Adjust
Pronunciation
- IPA: /əˈdʒʌst/
Origin
From Middle French adjuster, from Latin ad ("to, up to, towards") + iustus ("correct, proper, exact")
Full definition of adjust
Verb
- (transitive) To modify.
- 2013-08-10, A new prescription, As the world's drug habit shows, governments are failing in their quest to monitor every London window-box and Andean hillside for banned plants. But even that Sisyphean task looks easy next to the fight against synthetic drugs.
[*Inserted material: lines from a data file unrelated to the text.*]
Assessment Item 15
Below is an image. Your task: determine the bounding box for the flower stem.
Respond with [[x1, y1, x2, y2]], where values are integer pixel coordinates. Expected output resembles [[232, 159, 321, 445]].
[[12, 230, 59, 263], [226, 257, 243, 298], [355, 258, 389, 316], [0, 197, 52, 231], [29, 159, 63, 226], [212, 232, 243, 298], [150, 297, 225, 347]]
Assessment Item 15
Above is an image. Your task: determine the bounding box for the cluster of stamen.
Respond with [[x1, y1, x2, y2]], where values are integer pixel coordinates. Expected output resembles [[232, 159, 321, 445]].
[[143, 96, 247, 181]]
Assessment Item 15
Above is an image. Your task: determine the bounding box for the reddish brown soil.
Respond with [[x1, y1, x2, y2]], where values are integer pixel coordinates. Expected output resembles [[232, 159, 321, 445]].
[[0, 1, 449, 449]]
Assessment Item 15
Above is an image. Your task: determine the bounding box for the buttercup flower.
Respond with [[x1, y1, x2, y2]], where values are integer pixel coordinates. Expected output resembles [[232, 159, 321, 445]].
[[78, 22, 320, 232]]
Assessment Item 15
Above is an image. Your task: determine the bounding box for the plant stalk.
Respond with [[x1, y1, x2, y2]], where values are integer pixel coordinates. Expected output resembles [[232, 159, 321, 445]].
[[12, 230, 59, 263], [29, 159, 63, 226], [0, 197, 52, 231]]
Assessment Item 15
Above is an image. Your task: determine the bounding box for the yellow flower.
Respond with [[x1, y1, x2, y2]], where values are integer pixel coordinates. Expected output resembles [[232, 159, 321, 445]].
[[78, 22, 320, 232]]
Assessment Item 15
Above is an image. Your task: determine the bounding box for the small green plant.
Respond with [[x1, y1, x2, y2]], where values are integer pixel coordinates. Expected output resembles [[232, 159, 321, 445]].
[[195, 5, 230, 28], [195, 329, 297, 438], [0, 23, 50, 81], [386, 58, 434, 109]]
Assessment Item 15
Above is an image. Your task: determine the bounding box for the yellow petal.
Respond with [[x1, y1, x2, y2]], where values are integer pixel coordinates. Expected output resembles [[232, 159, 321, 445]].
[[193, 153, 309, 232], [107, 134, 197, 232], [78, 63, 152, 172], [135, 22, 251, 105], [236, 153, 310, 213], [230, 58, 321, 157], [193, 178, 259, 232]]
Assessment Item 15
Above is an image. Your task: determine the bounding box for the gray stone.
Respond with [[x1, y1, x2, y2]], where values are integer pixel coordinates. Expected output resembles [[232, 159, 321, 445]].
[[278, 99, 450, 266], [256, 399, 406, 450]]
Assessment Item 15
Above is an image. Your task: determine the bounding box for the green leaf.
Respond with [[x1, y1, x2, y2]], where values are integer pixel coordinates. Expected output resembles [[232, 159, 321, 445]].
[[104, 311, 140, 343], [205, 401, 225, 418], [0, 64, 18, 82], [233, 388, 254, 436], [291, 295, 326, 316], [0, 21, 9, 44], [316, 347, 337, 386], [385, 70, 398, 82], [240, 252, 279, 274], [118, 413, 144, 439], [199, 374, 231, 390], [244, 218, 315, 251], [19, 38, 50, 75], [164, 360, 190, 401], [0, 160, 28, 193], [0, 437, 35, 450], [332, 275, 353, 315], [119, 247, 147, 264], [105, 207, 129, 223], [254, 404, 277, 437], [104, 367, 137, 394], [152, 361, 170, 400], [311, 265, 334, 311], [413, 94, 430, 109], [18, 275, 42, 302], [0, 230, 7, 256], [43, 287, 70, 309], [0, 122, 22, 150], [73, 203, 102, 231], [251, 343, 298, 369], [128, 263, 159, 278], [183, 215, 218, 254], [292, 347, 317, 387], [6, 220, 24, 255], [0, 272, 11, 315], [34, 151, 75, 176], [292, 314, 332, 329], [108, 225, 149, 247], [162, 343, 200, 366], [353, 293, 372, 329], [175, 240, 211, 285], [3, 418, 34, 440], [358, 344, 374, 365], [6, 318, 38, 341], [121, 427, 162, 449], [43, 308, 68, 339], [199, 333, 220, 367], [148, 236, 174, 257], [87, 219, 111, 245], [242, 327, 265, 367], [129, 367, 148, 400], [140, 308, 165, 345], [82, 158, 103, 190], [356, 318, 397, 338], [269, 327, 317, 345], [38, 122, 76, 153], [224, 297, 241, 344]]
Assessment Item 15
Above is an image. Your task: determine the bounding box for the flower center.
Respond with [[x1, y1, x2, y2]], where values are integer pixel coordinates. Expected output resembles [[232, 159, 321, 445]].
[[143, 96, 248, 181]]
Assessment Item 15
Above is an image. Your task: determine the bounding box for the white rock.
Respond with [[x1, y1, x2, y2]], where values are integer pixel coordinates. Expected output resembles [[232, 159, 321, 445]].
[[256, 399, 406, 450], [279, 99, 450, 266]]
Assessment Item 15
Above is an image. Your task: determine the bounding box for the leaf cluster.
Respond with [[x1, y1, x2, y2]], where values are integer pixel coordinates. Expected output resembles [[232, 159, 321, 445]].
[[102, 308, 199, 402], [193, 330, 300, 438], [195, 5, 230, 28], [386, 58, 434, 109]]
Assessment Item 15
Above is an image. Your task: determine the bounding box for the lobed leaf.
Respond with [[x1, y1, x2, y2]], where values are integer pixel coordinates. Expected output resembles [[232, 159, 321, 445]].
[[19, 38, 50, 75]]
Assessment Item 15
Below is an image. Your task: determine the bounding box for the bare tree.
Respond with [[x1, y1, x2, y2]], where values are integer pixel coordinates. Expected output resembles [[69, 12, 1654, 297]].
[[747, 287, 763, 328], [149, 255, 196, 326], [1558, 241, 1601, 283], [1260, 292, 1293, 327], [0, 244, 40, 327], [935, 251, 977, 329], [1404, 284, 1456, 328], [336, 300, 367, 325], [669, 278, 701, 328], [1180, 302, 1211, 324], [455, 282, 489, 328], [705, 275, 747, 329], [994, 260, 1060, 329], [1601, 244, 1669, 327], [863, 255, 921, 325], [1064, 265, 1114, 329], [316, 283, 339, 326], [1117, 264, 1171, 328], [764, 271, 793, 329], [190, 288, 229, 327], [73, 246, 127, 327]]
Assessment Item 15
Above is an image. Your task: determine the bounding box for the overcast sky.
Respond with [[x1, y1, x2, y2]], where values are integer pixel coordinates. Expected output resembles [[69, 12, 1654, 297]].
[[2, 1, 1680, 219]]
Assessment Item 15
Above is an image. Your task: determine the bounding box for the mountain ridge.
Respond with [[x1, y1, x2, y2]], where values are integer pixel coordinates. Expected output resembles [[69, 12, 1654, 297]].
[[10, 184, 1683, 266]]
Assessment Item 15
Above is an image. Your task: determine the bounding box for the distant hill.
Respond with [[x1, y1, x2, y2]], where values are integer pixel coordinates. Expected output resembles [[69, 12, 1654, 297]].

No sooner has a drug been blacklisted than chemists adjust their recipe and start churning out a subtly different one.
- Morimoto's recipes are adjusted to suit the American palate.
- (transitive) To improve or rectify.
- 2013-06-01, Towards the end of poverty, But poverty’s scourge is fiercest below $1.25 (the average of the 15 poorest countries’ own poverty lines, measured in 2005 dollars and adjusted for differences in purchasing power): people below that level live lives that are poor, nasty, brutish and short.
- He adjusted his initial conclusion to reflect the new data.
- (transitive) To settle an insurance claim.
- (intransitive) To change to fit circumstances.Most immigrants adjust quickly to a new community. She waited for her eyes to adjust to the darkness.